Convergent reduction of olfactory genes and olfactory bulb size in mammalian species at altitude.

The invasion of specialized ecological niches can cause drastic changes to selection regimes, resulting in genomic and phenotypic transformation.¹ High-altitude habitats offer an excellent opportunity to investigate the genetic basis of local adaptation,^2,3 as the repeated specialization of multiple lineages for high altitude has produced striking examples of convergent evolution, adaptation, and changes in their underlying genes.^4,5,6 Although enlightening, this focus on adaptation has left aspects of evolution in high-altitude locations understudied-including the role of gene loss and pseudogenization, maladaptation and trait loss, and physiological aspects outside of respiration and gas exchange. To characterize how mammals responded to high altitude in a new, unbiased way, we screened the genomes of 27 species living exclusively at high altitude (>1,000-1,500 m) and their lowland relatives for inactivated pseudogenes or lost genes.⁷ Genes that convergently lost function in high-altitude species were highly enriched for olfactory receptor (OR) genes, with an average reduction of ∼23% of OR repertoire in high-altitude species.

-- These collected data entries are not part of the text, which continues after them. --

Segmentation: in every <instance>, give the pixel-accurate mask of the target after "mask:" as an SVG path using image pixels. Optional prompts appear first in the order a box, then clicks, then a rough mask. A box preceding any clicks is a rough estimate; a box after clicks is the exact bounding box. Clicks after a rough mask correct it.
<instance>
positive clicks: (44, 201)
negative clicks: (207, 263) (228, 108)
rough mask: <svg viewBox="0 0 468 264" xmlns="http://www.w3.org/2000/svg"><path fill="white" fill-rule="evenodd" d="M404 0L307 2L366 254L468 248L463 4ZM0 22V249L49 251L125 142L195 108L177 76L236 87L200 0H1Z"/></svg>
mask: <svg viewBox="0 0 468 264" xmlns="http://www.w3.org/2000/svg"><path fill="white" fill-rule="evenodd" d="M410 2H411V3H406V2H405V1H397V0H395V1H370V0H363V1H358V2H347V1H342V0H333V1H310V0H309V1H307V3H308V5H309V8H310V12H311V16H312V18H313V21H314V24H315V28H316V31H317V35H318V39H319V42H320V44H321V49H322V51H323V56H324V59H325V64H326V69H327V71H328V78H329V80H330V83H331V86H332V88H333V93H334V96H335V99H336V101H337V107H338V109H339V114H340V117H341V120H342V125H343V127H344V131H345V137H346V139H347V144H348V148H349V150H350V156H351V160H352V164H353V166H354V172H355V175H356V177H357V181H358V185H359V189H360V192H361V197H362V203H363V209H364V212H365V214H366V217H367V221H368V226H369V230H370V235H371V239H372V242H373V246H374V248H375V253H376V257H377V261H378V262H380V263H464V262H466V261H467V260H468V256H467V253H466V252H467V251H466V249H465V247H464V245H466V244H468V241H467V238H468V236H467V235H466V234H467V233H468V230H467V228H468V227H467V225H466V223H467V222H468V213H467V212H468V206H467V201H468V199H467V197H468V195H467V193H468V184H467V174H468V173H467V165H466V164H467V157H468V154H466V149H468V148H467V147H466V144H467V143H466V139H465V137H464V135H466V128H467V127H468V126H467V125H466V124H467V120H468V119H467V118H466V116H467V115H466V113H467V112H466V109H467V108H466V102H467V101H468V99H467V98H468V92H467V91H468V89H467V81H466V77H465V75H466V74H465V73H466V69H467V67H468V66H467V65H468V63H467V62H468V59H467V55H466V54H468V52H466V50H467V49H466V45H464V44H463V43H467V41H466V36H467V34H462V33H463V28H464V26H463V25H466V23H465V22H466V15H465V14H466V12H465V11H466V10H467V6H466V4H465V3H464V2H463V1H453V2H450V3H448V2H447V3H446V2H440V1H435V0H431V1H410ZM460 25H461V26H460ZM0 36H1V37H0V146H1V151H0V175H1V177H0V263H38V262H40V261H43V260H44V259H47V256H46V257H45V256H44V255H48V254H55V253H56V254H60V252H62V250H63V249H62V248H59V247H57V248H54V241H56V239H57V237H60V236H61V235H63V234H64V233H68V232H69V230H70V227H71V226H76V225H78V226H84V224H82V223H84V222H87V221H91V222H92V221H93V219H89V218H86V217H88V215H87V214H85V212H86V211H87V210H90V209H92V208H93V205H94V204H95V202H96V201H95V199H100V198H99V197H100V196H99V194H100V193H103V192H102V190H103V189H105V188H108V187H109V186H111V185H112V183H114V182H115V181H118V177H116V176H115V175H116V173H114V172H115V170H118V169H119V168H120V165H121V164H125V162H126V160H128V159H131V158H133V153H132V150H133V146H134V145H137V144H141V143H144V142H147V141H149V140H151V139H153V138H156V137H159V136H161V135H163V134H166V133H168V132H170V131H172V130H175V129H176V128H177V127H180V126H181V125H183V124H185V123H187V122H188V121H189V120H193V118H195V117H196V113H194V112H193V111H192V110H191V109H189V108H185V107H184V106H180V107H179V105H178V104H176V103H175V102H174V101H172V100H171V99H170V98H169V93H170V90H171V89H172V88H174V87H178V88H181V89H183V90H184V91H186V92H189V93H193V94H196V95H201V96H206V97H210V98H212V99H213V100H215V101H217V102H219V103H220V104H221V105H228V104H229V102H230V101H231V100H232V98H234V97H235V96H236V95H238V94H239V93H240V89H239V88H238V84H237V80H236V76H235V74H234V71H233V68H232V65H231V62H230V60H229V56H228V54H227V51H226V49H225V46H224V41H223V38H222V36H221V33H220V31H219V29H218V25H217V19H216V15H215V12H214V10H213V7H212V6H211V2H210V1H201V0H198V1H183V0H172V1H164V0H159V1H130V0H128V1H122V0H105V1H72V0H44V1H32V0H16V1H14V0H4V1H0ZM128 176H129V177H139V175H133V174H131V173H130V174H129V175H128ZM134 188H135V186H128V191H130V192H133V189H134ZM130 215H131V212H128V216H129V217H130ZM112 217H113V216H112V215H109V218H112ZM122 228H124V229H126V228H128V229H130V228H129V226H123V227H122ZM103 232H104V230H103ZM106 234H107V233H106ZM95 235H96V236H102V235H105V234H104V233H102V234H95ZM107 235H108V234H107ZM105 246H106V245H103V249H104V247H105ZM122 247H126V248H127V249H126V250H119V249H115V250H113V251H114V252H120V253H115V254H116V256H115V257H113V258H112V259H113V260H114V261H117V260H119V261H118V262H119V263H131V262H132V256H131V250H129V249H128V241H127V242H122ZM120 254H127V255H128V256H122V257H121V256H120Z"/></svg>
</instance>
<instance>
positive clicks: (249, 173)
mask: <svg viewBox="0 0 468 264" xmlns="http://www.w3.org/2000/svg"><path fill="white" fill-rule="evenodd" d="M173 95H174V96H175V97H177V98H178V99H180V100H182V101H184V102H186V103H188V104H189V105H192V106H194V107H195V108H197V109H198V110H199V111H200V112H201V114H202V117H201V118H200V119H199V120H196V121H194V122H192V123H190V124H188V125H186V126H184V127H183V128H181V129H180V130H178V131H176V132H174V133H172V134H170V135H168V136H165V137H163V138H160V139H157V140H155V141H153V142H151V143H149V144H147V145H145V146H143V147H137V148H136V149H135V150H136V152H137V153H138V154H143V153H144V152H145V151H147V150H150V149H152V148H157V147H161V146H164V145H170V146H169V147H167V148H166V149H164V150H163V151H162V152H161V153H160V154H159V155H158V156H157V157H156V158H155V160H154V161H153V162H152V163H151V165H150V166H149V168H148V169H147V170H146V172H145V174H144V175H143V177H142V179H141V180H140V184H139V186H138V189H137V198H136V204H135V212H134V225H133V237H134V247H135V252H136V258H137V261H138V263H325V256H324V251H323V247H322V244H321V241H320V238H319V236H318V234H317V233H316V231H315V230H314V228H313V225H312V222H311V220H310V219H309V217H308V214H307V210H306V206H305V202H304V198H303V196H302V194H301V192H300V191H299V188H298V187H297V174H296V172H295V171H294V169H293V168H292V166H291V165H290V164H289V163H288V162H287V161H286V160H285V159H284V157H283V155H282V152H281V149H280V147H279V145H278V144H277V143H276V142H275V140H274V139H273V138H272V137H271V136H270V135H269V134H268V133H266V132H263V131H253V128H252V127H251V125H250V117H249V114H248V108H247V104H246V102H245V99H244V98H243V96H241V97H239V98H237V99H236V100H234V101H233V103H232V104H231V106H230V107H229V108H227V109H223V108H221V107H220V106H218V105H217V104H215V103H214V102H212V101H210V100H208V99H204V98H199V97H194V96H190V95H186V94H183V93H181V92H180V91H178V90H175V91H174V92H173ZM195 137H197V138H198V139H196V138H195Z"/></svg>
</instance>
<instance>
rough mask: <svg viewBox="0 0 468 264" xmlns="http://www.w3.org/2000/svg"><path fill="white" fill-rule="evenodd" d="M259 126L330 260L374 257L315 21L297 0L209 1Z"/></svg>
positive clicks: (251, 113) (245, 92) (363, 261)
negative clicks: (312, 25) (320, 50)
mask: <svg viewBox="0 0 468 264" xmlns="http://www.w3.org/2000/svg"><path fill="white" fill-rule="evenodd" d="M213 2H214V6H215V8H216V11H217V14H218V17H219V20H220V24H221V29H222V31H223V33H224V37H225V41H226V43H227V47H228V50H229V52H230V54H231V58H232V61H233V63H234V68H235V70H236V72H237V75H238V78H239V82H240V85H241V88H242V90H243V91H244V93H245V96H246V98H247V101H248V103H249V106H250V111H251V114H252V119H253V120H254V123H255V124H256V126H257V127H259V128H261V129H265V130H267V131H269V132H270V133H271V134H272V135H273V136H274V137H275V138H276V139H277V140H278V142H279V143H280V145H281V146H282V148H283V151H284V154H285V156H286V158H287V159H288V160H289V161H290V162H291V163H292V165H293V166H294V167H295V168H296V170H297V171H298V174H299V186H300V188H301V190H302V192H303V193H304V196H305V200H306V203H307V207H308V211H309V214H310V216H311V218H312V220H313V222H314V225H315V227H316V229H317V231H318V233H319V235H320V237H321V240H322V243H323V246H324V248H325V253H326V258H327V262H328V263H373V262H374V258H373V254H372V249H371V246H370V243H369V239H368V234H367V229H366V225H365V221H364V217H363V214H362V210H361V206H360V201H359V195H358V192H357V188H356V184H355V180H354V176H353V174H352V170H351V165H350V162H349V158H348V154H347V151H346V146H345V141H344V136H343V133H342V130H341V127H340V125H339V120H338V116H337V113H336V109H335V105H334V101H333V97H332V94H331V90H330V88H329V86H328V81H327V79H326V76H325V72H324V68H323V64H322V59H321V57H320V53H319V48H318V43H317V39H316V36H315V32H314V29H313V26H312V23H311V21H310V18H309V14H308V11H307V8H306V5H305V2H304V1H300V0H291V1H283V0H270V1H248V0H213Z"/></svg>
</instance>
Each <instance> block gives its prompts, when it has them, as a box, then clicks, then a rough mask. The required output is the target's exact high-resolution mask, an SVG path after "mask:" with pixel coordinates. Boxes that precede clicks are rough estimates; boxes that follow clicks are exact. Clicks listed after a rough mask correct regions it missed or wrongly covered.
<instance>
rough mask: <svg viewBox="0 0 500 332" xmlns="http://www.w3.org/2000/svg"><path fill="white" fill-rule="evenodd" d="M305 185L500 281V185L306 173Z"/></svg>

No such trend was found for genes involved in pheromone detection and taste perception. In addition to OR loss, cranial endocasts show the brains of high-altitude species have on average ∼18% smaller olfactory bulbs relative to lowland relatives. Together, these repeated evolutionary outcomes suggest a general relaxation of constraint on olfaction at altitude, perhaps due to reduced odorant diversity in high-altitude environments or reduced effectiveness of mammalian olfactory physiology in thin, dry, or cold air.